Maybe it's hard now that there's not the appetite for hilariously pretending on a daily basis that Gordon Brown is mentally ill, but there you are. It's harder to be a challenger than a cheerleader, but it's time to start trying; I don't think people look to political blogs to simply confirm that the Government is lovely and the last lot were a shower. We can get that in the mainstream.
As I've said, if there are ways to fiddle the figures, people will work it out. November might have provided a nice surprise for some of us, but I'd be surprised if it lasted. All the same, I think it's a bit of a correction or adjustment towards a more accurate picture of UK blogs. But we'll see. I'll wait and see for a couple of months before we can say anything approaching the idea that left blogging is on top.
Related posts:



November 4th, 2010 - 09:52
That it should be happening at the same time as punters talk sense on the Mail website (the comment threads under the Cameron Photographer and Nutt Drug Report stories) is certainly encouraging.
November 4th, 2010 - 09:55
As an amateur statistician, looking at those rankings a clear feature is the level of volatility. If one blog can gain 53 places since the previous list (congrats!) then we can theorise that any other blog can have a similar or even slightly less large change in either direction by the next time the list is produced, and therefore trying to read any trends in the data is very difficult indeed.
Presumably this will settle down over time as markets tend to mature and stabalise (witness dot com stocks 10 years ago compared to now; Amazon increase x100 then lost 90 of that, ending up at a mere x10 increase, whereas other highly values stocks simply went bust).
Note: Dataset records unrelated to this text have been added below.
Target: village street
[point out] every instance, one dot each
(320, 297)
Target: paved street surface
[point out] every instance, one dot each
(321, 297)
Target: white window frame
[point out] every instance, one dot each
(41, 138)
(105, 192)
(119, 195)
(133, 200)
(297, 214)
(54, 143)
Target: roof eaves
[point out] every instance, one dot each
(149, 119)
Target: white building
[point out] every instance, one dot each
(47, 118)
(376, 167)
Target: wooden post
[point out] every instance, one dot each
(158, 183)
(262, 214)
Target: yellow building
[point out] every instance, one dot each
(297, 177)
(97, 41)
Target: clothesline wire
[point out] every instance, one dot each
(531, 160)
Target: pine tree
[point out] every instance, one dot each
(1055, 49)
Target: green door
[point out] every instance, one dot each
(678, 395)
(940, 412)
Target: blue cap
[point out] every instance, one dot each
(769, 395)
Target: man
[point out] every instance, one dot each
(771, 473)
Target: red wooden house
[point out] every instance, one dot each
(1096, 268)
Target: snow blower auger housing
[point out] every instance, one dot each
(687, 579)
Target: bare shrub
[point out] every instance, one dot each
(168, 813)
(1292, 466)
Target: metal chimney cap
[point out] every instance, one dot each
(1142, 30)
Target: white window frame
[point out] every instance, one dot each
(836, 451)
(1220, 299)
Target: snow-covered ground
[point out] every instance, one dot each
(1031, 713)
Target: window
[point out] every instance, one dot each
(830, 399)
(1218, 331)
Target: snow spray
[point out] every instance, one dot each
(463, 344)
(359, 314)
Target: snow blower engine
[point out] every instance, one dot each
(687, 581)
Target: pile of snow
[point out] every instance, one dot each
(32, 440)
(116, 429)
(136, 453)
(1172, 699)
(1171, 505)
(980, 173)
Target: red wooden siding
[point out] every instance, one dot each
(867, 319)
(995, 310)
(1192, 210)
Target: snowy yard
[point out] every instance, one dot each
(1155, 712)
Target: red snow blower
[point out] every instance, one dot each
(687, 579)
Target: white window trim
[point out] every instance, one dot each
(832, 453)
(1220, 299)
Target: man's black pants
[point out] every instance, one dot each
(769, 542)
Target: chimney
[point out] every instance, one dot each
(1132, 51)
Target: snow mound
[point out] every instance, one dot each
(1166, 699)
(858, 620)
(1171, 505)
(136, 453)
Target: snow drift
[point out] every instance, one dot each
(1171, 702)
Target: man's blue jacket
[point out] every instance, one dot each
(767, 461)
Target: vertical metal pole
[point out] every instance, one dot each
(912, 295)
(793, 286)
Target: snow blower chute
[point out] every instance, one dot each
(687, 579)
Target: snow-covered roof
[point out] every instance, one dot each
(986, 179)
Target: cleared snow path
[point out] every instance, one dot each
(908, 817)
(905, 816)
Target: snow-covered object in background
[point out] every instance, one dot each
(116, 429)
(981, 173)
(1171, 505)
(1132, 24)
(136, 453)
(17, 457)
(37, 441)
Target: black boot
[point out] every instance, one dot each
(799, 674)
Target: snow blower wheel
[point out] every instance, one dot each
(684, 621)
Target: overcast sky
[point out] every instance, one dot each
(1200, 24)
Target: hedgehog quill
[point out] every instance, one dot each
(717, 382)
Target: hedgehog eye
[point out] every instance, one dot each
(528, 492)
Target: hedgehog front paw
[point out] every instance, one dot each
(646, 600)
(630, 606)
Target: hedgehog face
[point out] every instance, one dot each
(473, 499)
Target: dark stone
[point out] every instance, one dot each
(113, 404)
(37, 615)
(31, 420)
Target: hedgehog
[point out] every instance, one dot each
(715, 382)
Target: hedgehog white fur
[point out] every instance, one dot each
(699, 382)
And no doubt the change in government will have some effect on political blogs. But I would be wary of reading too much detail or long term patterns.
November 8th, 2010 - 15:04
As an even more amateur statistician, this is a one month volatile sample which is normally more stables
Change of algorithm too.
My detailed comment here.
November 4th, 2010 - 13:16
I just wanted to tentatively put a hand up and say that there’s no need to keep sticking with the left-good right-bad hypothesis. I’m a Liberatarian and I’m sure you and I would disagree heavily on economics but socially we’re certainly in tune, I hate the Daily Mail and the Tea Party and snivelling Lib Dems just as most on the left do. I want more freedom and no restrictions on freedom of the press just as the left do but I’m technically right-wing and therefore the bogieman. I really love the posts on this blog but I don’t think it’s a hugely left-wing blog it’s just rationality and sense which attract me.
November 4th, 2010 - 13:27
Well I would agree with a lot of what you’ve said there. I’m naturally a liberal-left type person but I’m not rigidly sticking to any doctrine.
November 6th, 2010 - 21:02
I think people should be free from ignorance, poverty and crime.
Do you?
I don’t think so.
Because these fundamental freedoms all require government intervention.
Your libertarian “freedom” is a narrow selfish freedom for a small clique of rich people not to be taxed.
That’s why libertarians are laughed at. Rightly so.
November 5th, 2010 - 12:01
It’s all a quite simple
Yes there’s something significant happening, but this month they turned up the Twitter factor, and the left is more mobhanded on Twitter.
Not judging just describing.
Twill rebalance I suspect, but not all the way back.
Main concern: God save us from any new blog traffic wars.
November 5th, 2010 - 12:53
Yes, I wonder if certain people will suddenly start pimping a lot of blog posts on Twitter much more than they usually do…
November 8th, 2010 - 15:06
Sensible people have their RSS aliassed into their Twitter anyway
.
More comment from me later. Wikio currently digesting feedback.